When will mini-PCs with the 495 actually ship?
Per AMD's historical Strix Halo cadence (announce at CES, mini-PC vendors ship 4-8 months later), the 395 was announced January 2025 with GMKtec and Beelink mini-PCs shipping by Q3 2025. If the 495 PRO follows the same pattern after a 2025 CES announcement cycle, mini-PC availability is plausible in Q3-Q4 2026. Framework Desktop and Corsair One-class systems may ship earlier with enterprise-prioritized PRO allocations.
What CPU cooler do these mini-PCs typically use?

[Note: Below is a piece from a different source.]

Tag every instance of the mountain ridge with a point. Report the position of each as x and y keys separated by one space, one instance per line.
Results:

Per teardown reports of existing AI Max+ 395 mini-PCs (GMKtec EVO-X2, Framework Desktop, Beelink GTR9 Pro), the APU runs under a large vapor chamber + dual-fan cooler designed for 55-65W sustained TDP. The PRO variant likely targets 45W TDP (workstation thermal discipline). Desktop mini-PC enclosures route airflow directly over the vapor chamber — adequate for sustained LLM inference without thermal throttling, unlike laptop implementations that throttle under sustained 100% iGPU load.